I was inspired by sansho1 to look a little harder at EOF.
Unless your league counts holds, Eric O’Flaherty isn’t much good for fantasy purposes because he isn’t a closer: he has zero career saves. And his one entry in the record books — most most relief innings pitched in a season with an ERA under 1.00, set back in 2011 (0.98 ERA, 73 2/3 IP) — became a historical footnote when Fernando Rodney passed him this year (0.60 ERA, 74 2/3 IP). Like sansho noted, he’s got a 91-mile an hour fastball: decent but not great. He’s got a career 3.84 xFIP, which doesn’t seem great. But he has the second-best ERA- in baseball over the past four years. I’d call him the most underrated reliever in baseball.
Eric O’Flaherty was drafted by the Seattle Mariners out of Walla Walla High School in the sixth round of the 2003 draft by his local team, the Seattle Mariners. He didn’t strike many people out in Rookie or Low-A ball, but then he added strikeouts and improved his control as a 21-year old in 2006, breaking out in a major way as he moved from High-A to Double-A to Triple-A. He made the main club the next year, but struggled with his control, struggled some more when they sent him back to the minors, and then suffered a back injury.
Basically, as Mac wrote, “The Mariners rushed him, and wound up wasting three years of options and losing him.” After he’d struggled as a situational lefty, the club put him on waivers, and the Braves claimed him as the 23-year old lefty had a 5.91 ERA in 70 major league innings. As Jay Yenich wrote at USS Mariner earlier this year:
[T]he first “hey, wait a second…” move to me of Zduriencik’s tenure was designating O’Flaherty for assignment, considering that we continue to look for a left-handed reliever in his absence.
Since then, he’s been one of the best relievers in all of baseball — at least, one of the best if you’re going by ERA. In the past four seasons, O’Flaherty has the second-best ERA- in baseball among all pitchers with at least 200 innings: 49, second only to Mike Adams‘s 46. He’s ninth in WPA and second in REW (run expectancy wins), behind only Rafael Soriano. He’s super good. But he also has the second-highest gap between his FIP and his ERA, 1.19, second only to Darren O’Day. What explains that gap?
Well, first of all, his LOB%. Not coincidentally, he is also second to O’Day in strand rate. Second, he also has a slightly below-average strikeout rate, for which he compensates by getting a whole lot of ground balls: his career 54.4 percent groundball percentage leapt to 66 percent this year. Third of all, and he doesn’t give up homers: he’s tied with Jonny Venters and Brian Wilson for the second-lowest HR/9 in baseball since 2009. (Brad Ziegler is first.) That’s another reason xFIP is so unkind to him.

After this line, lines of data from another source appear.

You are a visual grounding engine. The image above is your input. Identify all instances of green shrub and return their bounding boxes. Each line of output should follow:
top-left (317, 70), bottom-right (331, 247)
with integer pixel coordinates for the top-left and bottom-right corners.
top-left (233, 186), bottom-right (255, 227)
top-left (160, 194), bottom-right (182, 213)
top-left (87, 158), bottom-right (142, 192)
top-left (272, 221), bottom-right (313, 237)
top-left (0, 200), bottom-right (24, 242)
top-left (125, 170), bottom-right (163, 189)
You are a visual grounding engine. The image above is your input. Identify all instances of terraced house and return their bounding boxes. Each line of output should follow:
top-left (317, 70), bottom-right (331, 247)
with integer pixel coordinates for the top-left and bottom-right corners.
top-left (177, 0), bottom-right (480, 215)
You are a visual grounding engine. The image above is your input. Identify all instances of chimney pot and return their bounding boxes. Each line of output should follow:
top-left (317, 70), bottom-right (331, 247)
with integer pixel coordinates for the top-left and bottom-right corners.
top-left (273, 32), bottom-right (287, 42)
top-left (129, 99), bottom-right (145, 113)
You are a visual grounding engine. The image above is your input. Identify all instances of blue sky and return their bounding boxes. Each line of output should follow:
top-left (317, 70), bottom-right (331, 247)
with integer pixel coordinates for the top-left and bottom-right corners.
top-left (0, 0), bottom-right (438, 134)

The playoffs are probably the single time when bullpens matter most. The Tigers’ current closer, Phil Coke, is a LOOGY who’s been Peter Principled into the ninth inning job due to the utter implosion of Jose Valverde. The most famous member of the Giants bullpen is the guy who’s been injured all year, and Valverde may have cost himself tens of millions of free agent dollars with his meltdowns this October. O’Flaherty has been better over the past four years than anyone in either of the World Series bullpens other than Sergio Romo — and yet he’s only made $6.2 million dollars in his nine-year professional career, including signing bonus.
He has just over four years of major league service time, so the Braves will get him cheaply for now. “Underrated” relievers don’t always stay underrated, as the Padres underscored when they traded Mike Adams for Joe Weiland and Robbie Erlin. O’Flaherty has real trade value: he could close for most of the teams in baseball right now, he’s still under team control, and he made just $2.5 million this year. The Braves may not trade him, but they certainly ought to consider it.